Authors

Olwyn Conway

Document Type

Article

Publication Date

2021

Journal

Denver Law Review

Volume

98

Issue

3

First Page

457

Last Page

521

Abstract

The purportedly race-neutral actions of courts and prosecutors protect and perpetuate the myth of colorblindness and the legacy of white supremacy that define the American criminal system. This insulates the criminal system's racially disparate outcomes from scrutiny, thereby precluding reform. Yet prosecutors remain accountable to the electorate. In recent years, activists and community organizers have mobilized communities to support and elect prosecutors who have pledged to address the racial inequities of the criminal system. After a summer of protests for racial justice and growing acceptance for the demands of the Movement for Black Lives, we find ourselves in a moment that demands and necessitates transformative proposals that call on prosecutors to reject the myth of colorblindness and adopt a race-conscious approach to criminal prosecution. This creates an opportunity-and need-to generate and articulate specific and innovative frameworks to change the culture of prosecution.
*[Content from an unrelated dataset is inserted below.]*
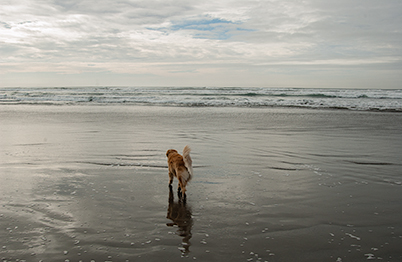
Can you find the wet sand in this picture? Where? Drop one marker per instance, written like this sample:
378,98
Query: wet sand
90,183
This Article seeks to provide one such framework by examining the ethical duties of American prosecutors in the underexplored area of prosecutorial storytelling. This Article focuses on trial narratives as a lens through which to view the ethical duties of the prosecutor writ large, arguing that trial narratives that advance or invoke a racialized stereotype or stock story violate the prosecutor's duty to justice. A race-neutral or "colorblind" approach to prosecution ignores the ethical violations inherent in racialized prosecutorial storytelling. By contrast, a color-conscious approach offers prosecutors a path to address the systemic racism that pervades every aspect of the American criminal system-including the stories that prosecutors tell.